A few days ago, I discovered I had at least one, maybe two mathematical bugs. The first bug is in the line clipping algorithm. Here’s a quick reminder of what’s going on there:
There are six points of interest: the four intersection points, and the two endpoints of the line. We sort the six points according to their parameter, and take the two innermost points as the endpoints of the clipped line. To check if the line is outside the box we make sure that the result points’ parameters are between 0 and 1 (which correspond to the original endpoints).
Turns out this is not always true – here’s a counter example:
In the counter example you can see a line, whose endpoints lie between the intersections. The algorithm described above will say this line lies completely inside the box. Clearly this is not true. How do we fix this? Simple actually. We check for each intersection point whether or not it is on the edges of the clipping rectangle. If at most one point is on – our line is outside. I hope this is the end of it. It will require more rigorous testing.
The second bug was in my solution to the random selection challenge. I wasn’t too sure of my solution, but I really liked it, as its code is rather elegant. So when meeting someone I used to work with, I told her about it. After thinking about my solution a bit, she said it is probably wrong, and gave me the reason: While the probability of a point x passing the first stage is indeed (proportional to) p(x), the probability of it passing the second stage is not 1 (or constant). I still need to think about this one, so no easy fix yet. I guess this reopens the challenge, so if anyone feels like writing a good proof or a counter example for my solution, I’d be happy to see it. I’ll be even happier to see a completely different solution.
Actually, I think your solution is correct. Essentially you are sampling a random point from the area under the curve.

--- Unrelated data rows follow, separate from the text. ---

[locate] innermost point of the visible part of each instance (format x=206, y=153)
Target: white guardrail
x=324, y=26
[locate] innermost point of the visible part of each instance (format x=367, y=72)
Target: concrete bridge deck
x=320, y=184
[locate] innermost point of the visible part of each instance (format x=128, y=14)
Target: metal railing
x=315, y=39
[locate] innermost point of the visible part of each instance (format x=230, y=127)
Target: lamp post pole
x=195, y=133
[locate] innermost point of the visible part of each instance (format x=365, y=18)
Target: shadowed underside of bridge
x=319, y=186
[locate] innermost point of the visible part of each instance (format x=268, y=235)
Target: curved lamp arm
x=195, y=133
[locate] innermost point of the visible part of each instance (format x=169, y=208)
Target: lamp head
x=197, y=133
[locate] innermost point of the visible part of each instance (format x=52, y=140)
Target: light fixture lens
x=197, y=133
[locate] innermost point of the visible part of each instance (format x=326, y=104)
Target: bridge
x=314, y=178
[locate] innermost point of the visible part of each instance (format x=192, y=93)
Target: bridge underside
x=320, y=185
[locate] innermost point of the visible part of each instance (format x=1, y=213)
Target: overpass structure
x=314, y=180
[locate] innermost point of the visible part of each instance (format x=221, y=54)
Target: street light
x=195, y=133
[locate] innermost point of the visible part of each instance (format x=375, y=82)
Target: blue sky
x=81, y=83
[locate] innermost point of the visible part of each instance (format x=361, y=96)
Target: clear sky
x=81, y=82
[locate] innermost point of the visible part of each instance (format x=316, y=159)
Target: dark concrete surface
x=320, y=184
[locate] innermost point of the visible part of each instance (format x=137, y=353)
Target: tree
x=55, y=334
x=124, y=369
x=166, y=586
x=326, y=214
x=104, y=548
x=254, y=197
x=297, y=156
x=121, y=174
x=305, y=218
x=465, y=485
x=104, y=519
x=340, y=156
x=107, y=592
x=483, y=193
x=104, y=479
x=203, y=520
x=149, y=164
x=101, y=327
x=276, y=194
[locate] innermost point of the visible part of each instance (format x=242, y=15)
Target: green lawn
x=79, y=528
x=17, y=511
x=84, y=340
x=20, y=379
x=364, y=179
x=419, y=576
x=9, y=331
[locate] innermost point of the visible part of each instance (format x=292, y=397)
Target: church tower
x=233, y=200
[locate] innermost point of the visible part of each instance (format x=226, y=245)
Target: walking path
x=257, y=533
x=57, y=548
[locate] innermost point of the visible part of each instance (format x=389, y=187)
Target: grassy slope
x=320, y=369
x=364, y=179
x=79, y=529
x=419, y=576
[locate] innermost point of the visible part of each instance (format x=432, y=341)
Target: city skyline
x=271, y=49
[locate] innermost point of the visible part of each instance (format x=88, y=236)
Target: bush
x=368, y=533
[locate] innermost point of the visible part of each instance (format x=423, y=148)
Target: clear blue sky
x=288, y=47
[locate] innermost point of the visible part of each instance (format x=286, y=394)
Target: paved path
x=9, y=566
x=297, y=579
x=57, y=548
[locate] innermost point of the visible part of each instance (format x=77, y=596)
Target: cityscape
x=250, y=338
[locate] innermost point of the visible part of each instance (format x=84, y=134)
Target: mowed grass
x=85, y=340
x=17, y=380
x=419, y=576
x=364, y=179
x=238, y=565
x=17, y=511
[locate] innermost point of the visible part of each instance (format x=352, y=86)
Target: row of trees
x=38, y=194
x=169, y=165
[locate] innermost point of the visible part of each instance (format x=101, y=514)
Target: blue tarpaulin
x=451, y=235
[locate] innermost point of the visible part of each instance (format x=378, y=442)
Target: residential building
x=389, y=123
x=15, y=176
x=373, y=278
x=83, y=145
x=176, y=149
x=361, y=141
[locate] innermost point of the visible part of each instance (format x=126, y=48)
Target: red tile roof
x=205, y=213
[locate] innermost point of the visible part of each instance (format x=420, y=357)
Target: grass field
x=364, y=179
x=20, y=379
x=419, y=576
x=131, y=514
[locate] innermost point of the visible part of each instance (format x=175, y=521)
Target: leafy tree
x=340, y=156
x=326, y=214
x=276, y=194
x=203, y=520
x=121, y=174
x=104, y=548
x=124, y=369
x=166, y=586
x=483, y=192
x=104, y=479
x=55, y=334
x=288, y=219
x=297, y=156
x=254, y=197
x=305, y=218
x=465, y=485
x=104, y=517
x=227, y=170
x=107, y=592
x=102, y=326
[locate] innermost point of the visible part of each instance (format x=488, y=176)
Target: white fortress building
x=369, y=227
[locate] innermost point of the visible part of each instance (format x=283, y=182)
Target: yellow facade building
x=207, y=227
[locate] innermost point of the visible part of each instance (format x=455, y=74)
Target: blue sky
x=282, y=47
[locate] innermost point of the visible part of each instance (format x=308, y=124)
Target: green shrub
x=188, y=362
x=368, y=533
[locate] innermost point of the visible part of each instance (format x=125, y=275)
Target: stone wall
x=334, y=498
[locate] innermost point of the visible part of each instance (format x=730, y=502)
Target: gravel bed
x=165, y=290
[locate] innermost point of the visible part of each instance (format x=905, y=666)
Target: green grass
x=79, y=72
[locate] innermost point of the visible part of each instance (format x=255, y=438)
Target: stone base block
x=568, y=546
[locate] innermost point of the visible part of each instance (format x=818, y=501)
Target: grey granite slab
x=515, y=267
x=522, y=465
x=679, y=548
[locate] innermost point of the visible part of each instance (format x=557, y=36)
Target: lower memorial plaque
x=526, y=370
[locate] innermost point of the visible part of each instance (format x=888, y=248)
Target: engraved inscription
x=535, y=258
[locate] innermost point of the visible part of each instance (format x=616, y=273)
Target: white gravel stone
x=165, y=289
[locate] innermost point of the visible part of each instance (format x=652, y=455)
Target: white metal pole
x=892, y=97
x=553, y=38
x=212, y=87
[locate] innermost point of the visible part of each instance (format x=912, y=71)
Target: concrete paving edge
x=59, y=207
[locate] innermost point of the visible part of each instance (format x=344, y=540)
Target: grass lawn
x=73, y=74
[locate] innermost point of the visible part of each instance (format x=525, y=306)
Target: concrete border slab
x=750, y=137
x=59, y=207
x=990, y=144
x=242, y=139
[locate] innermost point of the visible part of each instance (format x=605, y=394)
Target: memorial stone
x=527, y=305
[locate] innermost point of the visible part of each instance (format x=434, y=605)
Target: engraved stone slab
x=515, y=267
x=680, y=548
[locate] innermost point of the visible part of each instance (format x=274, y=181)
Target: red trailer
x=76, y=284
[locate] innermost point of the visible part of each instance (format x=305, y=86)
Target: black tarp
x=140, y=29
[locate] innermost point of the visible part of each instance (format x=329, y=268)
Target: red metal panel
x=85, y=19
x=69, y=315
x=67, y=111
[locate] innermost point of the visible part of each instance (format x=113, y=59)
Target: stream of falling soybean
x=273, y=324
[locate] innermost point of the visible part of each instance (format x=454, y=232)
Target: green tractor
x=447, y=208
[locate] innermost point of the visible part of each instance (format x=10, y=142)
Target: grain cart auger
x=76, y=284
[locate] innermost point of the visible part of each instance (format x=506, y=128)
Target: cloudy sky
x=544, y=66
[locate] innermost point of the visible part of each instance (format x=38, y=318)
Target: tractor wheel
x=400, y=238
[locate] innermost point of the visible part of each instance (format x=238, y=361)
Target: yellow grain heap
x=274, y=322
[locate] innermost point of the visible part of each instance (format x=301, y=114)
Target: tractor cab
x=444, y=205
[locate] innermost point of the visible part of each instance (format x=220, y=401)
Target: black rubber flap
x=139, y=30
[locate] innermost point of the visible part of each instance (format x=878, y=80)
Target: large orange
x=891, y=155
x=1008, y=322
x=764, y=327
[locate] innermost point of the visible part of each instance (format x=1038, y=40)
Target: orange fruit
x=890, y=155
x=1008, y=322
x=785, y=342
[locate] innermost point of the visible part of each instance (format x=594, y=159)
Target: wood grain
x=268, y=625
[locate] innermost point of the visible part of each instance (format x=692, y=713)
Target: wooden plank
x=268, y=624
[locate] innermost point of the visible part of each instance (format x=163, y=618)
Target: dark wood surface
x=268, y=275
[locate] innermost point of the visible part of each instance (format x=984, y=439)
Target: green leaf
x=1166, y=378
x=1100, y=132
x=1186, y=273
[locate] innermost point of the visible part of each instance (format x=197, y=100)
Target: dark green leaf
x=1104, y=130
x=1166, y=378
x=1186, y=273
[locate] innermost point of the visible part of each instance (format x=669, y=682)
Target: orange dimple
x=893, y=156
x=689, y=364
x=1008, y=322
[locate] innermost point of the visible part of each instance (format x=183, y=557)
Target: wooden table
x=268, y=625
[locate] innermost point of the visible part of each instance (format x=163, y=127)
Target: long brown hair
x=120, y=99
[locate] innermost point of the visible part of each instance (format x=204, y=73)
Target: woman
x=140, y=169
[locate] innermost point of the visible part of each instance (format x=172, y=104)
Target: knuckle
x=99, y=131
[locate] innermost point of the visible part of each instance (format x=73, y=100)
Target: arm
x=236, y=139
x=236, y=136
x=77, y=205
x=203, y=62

More formally, denote your random variable by z. Then, for x to the left of the curve’s symmetry axis, Pr[z <= x] is the integral from P(a) to P(x) of (x – P^{-1}(y)) dy, which if you think about it, is exactly the integral of P(x) over [a,x]. The argument for the other x values is analogous. (All of this assumes that P(x) is itself a proper distribution, otherwise you need to divide by the area under the curve.)
I don’t see why the fact that the probability for passing the 2nd stage isn’t constant is relevant, since these are not independent samples…
Thanks for the proof!
Just the statement “sampling a random point from the area under the curve” is more elegant and understandable than my original proof.